[Spec] NFS related improvement for filesystem driver

Change-Id: Ic9b316a284641f4c5f33fe4238e08cf1d0faf2a1
This commit is contained in:
Abhishek Kekane 2024-04-29 06:39:47 +00:00
parent 3bdda0e98f
commit 52923f9fdd
2 changed files with 228 additions and 1 deletions

View File

@ -0,0 +1,221 @@
..
This work is licensed under a Creative Commons Attribution 3.0 Unported
License.
http://creativecommons.org/licenses/by/3.0/legalcode
===========================================================
Improve filesystem store driver to utilize NFS capabilities
===========================================================
https://blueprints.launchpad.net/glance/+spec/improve-filesystem-driver
Problem description
===================
The filesystem backend of glance can be used to mount NFS share as local
filesystem, so it does not required to store any special configs at
glance side.

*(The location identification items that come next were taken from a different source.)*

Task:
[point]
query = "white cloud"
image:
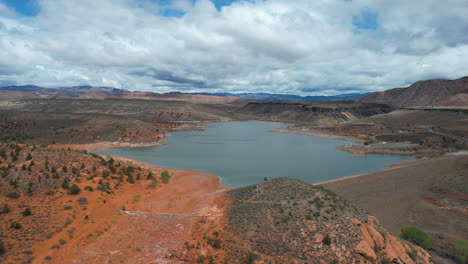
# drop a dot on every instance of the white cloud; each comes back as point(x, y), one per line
point(280, 46)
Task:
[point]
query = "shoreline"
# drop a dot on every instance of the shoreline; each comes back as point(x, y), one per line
point(315, 132)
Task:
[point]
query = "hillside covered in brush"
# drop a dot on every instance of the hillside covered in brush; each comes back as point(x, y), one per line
point(289, 221)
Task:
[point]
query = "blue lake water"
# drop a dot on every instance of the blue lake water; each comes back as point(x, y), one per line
point(242, 153)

Glance does not care about NFS server address or NFS share
path at all, it just assumes that each image is stored in the local
filesystem. The downside of this assumption is that glance does not
aware whether NFS server is connected/available or not, NFS share
is mounted or not and just keeps performing add/delete operations
on local filesystem directory which later might causes problem
in synchronization when NFS is back online.

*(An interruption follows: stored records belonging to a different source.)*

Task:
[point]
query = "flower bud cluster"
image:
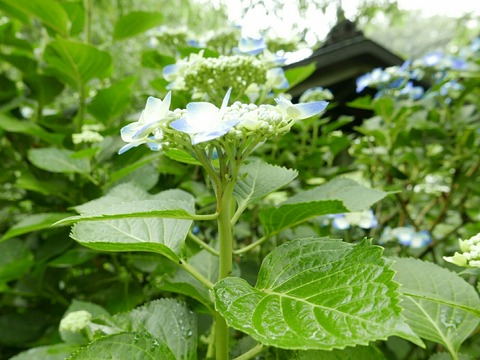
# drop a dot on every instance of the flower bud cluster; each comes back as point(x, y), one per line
point(202, 122)
point(470, 253)
point(223, 41)
point(209, 74)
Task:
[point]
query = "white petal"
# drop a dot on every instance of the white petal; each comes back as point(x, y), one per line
point(226, 98)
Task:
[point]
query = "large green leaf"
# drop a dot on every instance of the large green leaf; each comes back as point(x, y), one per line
point(112, 101)
point(258, 179)
point(58, 160)
point(314, 294)
point(167, 320)
point(33, 223)
point(77, 63)
point(49, 12)
point(152, 233)
point(136, 22)
point(125, 346)
point(130, 201)
point(337, 196)
point(438, 304)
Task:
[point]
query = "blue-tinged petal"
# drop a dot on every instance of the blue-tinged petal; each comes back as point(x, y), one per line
point(226, 98)
point(169, 72)
point(154, 146)
point(252, 46)
point(130, 145)
point(276, 78)
point(127, 132)
point(165, 105)
point(145, 130)
point(221, 129)
point(302, 110)
point(183, 125)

Use case: In a k8s environment where OpenStack Glance is installed on
top of OpenShift and NFS share is mounted via the `Volume/VolumeMount`
interface, the Glance pod won't start if NFS share isn't ready. Whereas
if NFS share is not available after Glance pod is available then
upload operation will fail with following error::
sh-5.1$ openstack image create --container-format bare --disk-format raw --file /tmp/cirros-0.5.2-x86_64-disk.img cirros
ConflictException: 409: Client Error for url: https://glance-default-public-openstack.apps-crc.testing/v2/images/0ce1f894-5af7-44fa-987d-f4c47c77d0cf/file, Conflict
Even though the Glance Pod is still up, `liveness` and `readiness` probes
starts failing and as a result the Glance Pods are marked as `Unhealthy`::
Normal Started 12m kubelet Started container glance-api
Warning Unhealthy 5m24s (x2 over 9m24s) kubelet Liveness probe failed: Get "https://10.217.0.247:9292/healthcheck": net/http: request canceled (Client.Timeout exceeded while awaiting headers)
Warning Unhealthy 5m24s (x3 over 9m24s) kubelet Liveness probe failed: Get "https://10.217.0.247:9292/healthcheck": net/http: request canceled (Client.Timeout exceeded while awaiting headers)
Warning Unhealthy 5m24s kubelet Readiness probe failed: Get "https://10.217.0.247:9292/healthcheck": net/http: request canceled (Client.Timeout exceeded while awaiting headers)
Warning Unhealthy 4m54s (x2 over 9m24s) kubelet Readiness probe failed: Get "https://10.217.0.247:9292/healthcheck": net/http: request canceled (Client.Timeout exceeded while awaiting headers)
Warning Unhealthy 4m54s kubelet Readiness probe failed: Get "https://10.217.0.247:9292/healthcheck": net/http: request canceled (Client.Timeout exceeded while awaiting headers)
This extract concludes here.